# Here we grow again...



## Mettle (Dec 29, 2003)

Just brought home my latest addition. Snapped a couple pics before leaving the little one to settle in and get acquainted with its new home. Hoping for a female, of course. Any which way, a nice addition to my growing orange project.

















I have two more coming next week. MAYBE three, haha. We'll see though.

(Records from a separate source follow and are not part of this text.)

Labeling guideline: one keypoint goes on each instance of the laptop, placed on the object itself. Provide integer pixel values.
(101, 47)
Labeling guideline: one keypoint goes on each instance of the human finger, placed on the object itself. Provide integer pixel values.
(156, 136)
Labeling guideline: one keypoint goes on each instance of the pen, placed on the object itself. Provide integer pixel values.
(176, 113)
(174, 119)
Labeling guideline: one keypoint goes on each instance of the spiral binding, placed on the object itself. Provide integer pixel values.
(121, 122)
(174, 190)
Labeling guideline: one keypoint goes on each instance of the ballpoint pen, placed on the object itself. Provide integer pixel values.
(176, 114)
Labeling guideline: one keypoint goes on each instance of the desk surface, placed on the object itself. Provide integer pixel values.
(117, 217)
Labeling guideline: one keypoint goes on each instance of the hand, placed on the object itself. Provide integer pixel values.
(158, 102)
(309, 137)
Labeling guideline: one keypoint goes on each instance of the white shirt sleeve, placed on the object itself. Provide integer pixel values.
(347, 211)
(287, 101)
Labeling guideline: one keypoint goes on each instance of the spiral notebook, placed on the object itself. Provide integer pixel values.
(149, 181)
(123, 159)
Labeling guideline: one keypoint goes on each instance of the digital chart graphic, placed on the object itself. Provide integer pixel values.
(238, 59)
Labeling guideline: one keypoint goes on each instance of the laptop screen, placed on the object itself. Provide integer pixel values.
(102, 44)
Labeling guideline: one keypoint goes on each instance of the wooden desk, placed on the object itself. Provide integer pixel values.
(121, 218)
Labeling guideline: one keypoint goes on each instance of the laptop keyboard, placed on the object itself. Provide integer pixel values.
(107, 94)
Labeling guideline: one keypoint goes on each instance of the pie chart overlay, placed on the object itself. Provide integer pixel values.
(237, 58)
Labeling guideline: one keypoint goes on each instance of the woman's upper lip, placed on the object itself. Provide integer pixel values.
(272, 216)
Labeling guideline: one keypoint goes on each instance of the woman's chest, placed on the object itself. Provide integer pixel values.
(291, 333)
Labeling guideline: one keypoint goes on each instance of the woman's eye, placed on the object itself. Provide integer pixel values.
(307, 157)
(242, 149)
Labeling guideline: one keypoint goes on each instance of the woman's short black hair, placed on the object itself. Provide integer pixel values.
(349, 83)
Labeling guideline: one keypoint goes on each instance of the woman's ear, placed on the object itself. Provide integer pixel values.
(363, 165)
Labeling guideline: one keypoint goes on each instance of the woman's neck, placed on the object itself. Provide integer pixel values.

For those that are counting, this makes 9 crested geckos now.:laugh:


----------



## ChilDawg (Apr 30, 2006)

Sheesh...got MCGS?


----------



## dark FrOsT (Sep 23, 2006)

that one looks really sick. cant wait to see more


----------



## Mettle (Dec 29, 2003)

It coloured up a lot more orange last night. I'm afraid it's going to turn red though. Someone pointed out to me on another site that you can already see hints of red on its sides. How annoying. LOL.


----------



## ChilDawg (Apr 30, 2006)

Geez, must be time to start a new line of them, Mettle...LOL.


----------



## Mettle (Dec 29, 2003)

Well, apparently red harlequins are all the rage. So if this turns out to be a bi-colour red (red sides, orange down the back) then I could likely breed it to a harlequin to possibly get some red harley babies. We'll see.


----------